Di luar usulan pokir anggota Dewan untuk masyarakat, menurut Widodo, ada bantuan domba untuk sepuluh kelompok dari Badan Percepatan Pengentasan Kemiskinan, yang bekerja sama dengan Kementerian Pertanian pada awal Desember 2025.
Setiap kelompok akan memperoleh bantuan sepuluh ekor domba. Mereka yang dibantu adalah warga yang termasuk dalam kategori Desil 1 hingga Desil 3 berdasarkan Data Terpadu Sosial Ekonomi Nasional. “Kami hanya mendampingi untuk verifikasi dan validasi,” kata Widodo.

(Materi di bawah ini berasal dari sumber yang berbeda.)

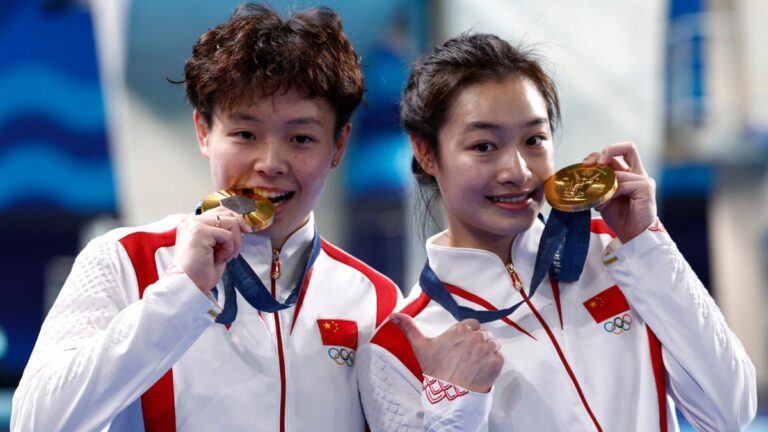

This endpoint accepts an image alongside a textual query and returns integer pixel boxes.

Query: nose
[498,146,533,186]
[253,139,288,177]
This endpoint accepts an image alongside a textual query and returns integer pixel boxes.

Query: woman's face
[195,91,350,247]
[422,76,554,253]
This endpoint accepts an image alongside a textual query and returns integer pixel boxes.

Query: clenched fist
[390,313,504,393]
[173,207,251,295]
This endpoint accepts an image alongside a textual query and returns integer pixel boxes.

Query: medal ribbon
[419,209,591,323]
[214,227,320,324]
[531,209,592,291]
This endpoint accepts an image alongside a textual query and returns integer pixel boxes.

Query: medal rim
[200,189,275,231]
[544,163,619,213]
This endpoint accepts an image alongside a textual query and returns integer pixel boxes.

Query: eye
[525,135,547,147]
[472,142,496,153]
[237,131,256,140]
[291,135,315,144]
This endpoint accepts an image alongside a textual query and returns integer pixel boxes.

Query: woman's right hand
[173,207,252,295]
[390,313,504,393]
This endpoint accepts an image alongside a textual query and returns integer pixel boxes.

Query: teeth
[253,189,291,199]
[493,195,528,203]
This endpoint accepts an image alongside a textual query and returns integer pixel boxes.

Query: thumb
[389,313,428,351]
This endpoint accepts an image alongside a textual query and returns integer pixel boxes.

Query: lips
[241,188,296,207]
[486,191,533,210]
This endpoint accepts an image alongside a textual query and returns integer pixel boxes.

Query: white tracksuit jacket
[357,220,757,432]
[11,216,401,432]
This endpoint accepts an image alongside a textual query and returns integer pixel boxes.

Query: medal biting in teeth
[202,189,275,231]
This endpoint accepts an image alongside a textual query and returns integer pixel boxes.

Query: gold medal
[202,189,275,231]
[544,163,618,213]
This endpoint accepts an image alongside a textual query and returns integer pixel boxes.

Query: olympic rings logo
[603,314,632,334]
[328,348,355,367]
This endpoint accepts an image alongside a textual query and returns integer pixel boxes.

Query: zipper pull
[270,249,280,280]
[504,263,523,291]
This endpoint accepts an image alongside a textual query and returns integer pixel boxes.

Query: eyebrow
[464,117,549,132]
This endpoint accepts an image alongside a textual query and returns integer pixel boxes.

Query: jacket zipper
[505,262,603,432]
[270,249,286,432]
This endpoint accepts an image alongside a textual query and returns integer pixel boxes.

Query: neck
[440,228,515,264]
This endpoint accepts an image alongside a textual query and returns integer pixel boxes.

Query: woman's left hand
[583,142,656,243]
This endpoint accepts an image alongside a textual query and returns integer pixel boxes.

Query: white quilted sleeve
[11,237,218,431]
[357,344,492,432]
[604,230,757,431]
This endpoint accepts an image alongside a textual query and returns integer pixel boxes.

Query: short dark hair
[184,3,364,133]
[400,33,560,235]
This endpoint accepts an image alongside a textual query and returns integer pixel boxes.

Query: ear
[331,122,352,169]
[411,134,437,177]
[192,110,210,159]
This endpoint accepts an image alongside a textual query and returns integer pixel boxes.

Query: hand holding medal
[584,142,657,243]
[531,143,656,291]
[173,189,275,294]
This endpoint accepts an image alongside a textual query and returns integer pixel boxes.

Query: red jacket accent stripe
[371,293,431,382]
[321,239,398,327]
[646,327,667,432]
[288,266,315,334]
[520,291,603,432]
[589,219,616,238]
[120,229,176,432]
[549,278,563,330]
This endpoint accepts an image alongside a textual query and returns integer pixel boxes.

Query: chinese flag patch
[584,285,629,323]
[317,319,357,350]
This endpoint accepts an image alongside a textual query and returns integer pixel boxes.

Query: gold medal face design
[202,189,275,231]
[544,163,618,212]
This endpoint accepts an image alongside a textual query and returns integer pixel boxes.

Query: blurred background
[0,0,768,431]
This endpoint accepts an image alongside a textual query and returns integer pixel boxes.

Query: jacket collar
[240,213,316,301]
[426,219,551,316]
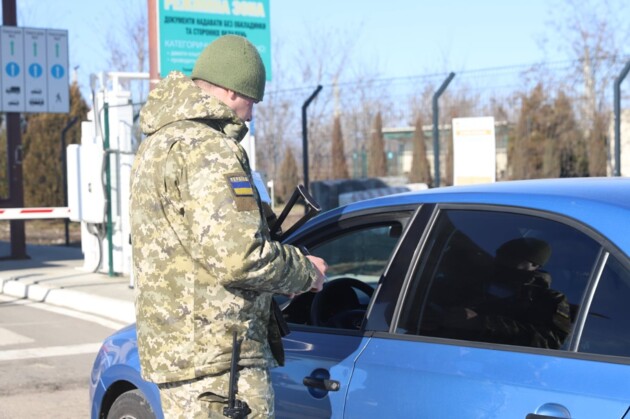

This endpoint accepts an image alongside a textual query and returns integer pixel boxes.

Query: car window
[397,209,600,349]
[578,256,630,356]
[283,225,402,329]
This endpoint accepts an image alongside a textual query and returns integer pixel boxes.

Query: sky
[2,0,630,101]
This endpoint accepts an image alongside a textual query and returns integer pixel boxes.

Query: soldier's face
[230,94,256,122]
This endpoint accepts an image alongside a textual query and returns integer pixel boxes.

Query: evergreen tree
[368,112,387,177]
[332,115,350,179]
[275,146,300,202]
[22,83,88,207]
[409,116,433,186]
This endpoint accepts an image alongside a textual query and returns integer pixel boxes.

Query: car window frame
[368,203,630,364]
[285,204,419,335]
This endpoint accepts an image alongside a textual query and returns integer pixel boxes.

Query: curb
[0,279,136,323]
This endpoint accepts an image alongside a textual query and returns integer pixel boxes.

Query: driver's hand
[306,255,328,292]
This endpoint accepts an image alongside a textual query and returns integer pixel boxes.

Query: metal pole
[302,84,322,191]
[147,0,160,90]
[61,117,79,246]
[433,72,455,188]
[2,0,29,259]
[614,61,630,176]
[103,102,114,276]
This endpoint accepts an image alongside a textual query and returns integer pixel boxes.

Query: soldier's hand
[306,255,328,292]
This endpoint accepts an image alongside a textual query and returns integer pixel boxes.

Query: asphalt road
[0,295,124,419]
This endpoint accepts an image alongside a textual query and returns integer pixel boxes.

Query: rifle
[223,330,252,419]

Sementara itu untuk 2026, Widodo menegaskan, tidak ada sama sekali alokasi anggaran untuk barang yang diserahkan kepada masyarakat, baik di peternakan maupun di kesehatan hewan.
Mangku Heri, anggota Komisi B dari Partai Keadilan Sejahtera, memperoleh informasi bahwa pokir usulan DPRD Jember hanya diperuntukkan pembangunan infrastruktur. “Oleh sebab itu kami sangat berharap dinas mitra komisi bisa sedikit memfasilitasi kami untuk memperjuangkan kepentingan masyarakat,” katanya.
Mangku percaya program kerja Pemkab Jember berdampak luar biasa terhadap masyarakat. “Tapi kami sebagai wakil masyarakat di daerah pemilihan, kalau tidak bisa memperjuangkan satu pun program kan lucu juga,” katanya. [wir]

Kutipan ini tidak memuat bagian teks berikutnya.